My hair was matted and wet. Blood was pooling inside my ear and running into the corner of my eye. I hurled my body across the passenger seat, nearly impaling myself on the gearshift. I pawed at the glove compartment before realizing it was locked and that I needed to turn off the engine and remove the keys. I managed to drop the keys on the floor twice before I got the glove compartment open and saw my newly cleaned pistol inside.

My slick hand closed around the textured grip of the Walther. It was a .380. In the gravel pit where I practiced shooting, I could put all seven bullets in a tight cluster from a distance of fifteen yards. Beyond that, my aim got iffy. I pulled back the slide and chambered a round.

I stared at the heavy little pistol in my hand, trying to feel confident about it, telling myself that at least the Walther gave me a chance, while I waited for the next blast to come.

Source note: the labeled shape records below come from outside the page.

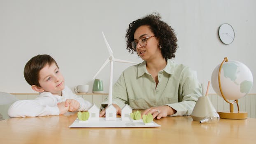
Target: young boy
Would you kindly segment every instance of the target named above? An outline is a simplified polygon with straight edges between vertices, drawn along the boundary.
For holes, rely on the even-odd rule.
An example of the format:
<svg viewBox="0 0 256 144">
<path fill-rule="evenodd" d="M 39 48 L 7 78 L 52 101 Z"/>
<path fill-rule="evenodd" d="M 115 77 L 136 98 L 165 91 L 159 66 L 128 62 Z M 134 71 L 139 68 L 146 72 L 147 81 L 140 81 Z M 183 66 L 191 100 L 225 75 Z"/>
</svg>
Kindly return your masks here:
<svg viewBox="0 0 256 144">
<path fill-rule="evenodd" d="M 11 117 L 62 115 L 68 111 L 86 111 L 91 106 L 65 86 L 57 63 L 49 55 L 32 58 L 25 66 L 24 76 L 40 95 L 35 100 L 14 102 L 8 110 Z"/>
</svg>

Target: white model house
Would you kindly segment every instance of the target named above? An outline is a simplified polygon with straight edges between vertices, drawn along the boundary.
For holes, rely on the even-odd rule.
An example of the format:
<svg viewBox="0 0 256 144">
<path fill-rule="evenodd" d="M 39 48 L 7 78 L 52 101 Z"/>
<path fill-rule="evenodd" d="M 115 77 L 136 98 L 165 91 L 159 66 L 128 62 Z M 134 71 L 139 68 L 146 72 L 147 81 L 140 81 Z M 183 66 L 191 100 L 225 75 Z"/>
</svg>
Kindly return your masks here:
<svg viewBox="0 0 256 144">
<path fill-rule="evenodd" d="M 116 109 L 112 104 L 107 106 L 106 109 L 106 121 L 116 121 Z"/>
<path fill-rule="evenodd" d="M 121 119 L 122 121 L 130 121 L 130 114 L 132 113 L 133 109 L 126 104 L 122 108 Z"/>
<path fill-rule="evenodd" d="M 90 114 L 88 121 L 98 121 L 100 116 L 100 109 L 95 104 L 93 105 L 88 111 Z"/>
</svg>

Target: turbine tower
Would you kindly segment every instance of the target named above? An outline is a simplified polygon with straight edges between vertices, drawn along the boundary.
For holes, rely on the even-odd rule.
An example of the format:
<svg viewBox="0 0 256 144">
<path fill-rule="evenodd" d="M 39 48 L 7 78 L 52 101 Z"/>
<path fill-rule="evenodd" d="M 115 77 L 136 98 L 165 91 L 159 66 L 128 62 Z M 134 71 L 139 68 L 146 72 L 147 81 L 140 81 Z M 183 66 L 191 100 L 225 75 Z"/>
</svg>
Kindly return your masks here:
<svg viewBox="0 0 256 144">
<path fill-rule="evenodd" d="M 107 42 L 107 39 L 105 37 L 105 35 L 104 35 L 104 33 L 103 32 L 102 32 L 102 35 L 103 35 L 103 38 L 104 38 L 104 41 L 105 41 L 105 43 L 106 43 L 106 45 L 107 45 L 107 48 L 108 51 L 109 53 L 109 57 L 106 60 L 104 63 L 103 64 L 101 67 L 100 68 L 98 72 L 96 73 L 93 79 L 94 79 L 96 76 L 100 72 L 100 71 L 102 70 L 102 69 L 104 68 L 105 66 L 110 61 L 110 74 L 109 76 L 109 96 L 108 96 L 108 102 L 107 103 L 107 106 L 109 106 L 110 105 L 112 104 L 112 84 L 113 84 L 113 63 L 114 62 L 120 62 L 120 63 L 135 63 L 137 64 L 136 63 L 132 62 L 127 60 L 120 60 L 117 58 L 115 58 L 114 57 L 114 55 L 113 55 L 113 51 L 109 46 L 109 45 Z"/>
</svg>

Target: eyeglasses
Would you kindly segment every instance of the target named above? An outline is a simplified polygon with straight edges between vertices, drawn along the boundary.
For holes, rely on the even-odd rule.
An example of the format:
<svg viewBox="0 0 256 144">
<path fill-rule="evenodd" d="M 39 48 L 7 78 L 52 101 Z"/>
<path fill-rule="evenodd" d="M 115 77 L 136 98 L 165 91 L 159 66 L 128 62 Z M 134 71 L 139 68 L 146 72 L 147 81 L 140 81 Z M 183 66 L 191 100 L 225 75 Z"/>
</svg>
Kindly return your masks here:
<svg viewBox="0 0 256 144">
<path fill-rule="evenodd" d="M 136 51 L 136 47 L 137 47 L 137 45 L 138 43 L 142 47 L 145 47 L 147 46 L 147 39 L 150 38 L 154 37 L 154 35 L 152 35 L 150 37 L 142 37 L 139 39 L 139 42 L 136 42 L 135 41 L 134 41 L 130 43 L 130 45 L 132 46 L 132 47 L 133 49 L 133 50 L 135 51 Z"/>
</svg>

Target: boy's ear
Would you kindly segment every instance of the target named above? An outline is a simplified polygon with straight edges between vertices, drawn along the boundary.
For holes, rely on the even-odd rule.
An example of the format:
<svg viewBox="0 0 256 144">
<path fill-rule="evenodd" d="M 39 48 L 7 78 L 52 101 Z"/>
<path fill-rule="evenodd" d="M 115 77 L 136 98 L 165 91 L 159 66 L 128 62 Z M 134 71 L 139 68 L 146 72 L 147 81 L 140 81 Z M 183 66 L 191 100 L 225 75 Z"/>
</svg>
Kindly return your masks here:
<svg viewBox="0 0 256 144">
<path fill-rule="evenodd" d="M 44 89 L 36 85 L 33 85 L 31 86 L 31 88 L 32 88 L 34 91 L 37 91 L 39 93 L 42 93 L 44 91 Z"/>
</svg>

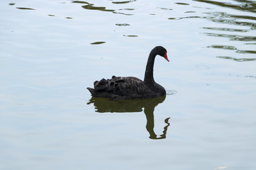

Rolling onto my side and looking up at the ceiling, I tried to make sense of the wreckage inside the vehicle. The first blast had angled toward the right side of the vehicle before the shooter had corrected his aim and taken out the rest of the windshield. The driver’s side window was also shattered. My quick guess was that the shots had been fired from that direction: up the hill and to my left.

I managed to get my entire body on the right side of the vehicle, then popped the handle on the passenger door. Even before it had fully swung open, I lunged through the crack and dropped hard to the wet grass. I landed flat on my chest and stomach, a belly flop in the mud.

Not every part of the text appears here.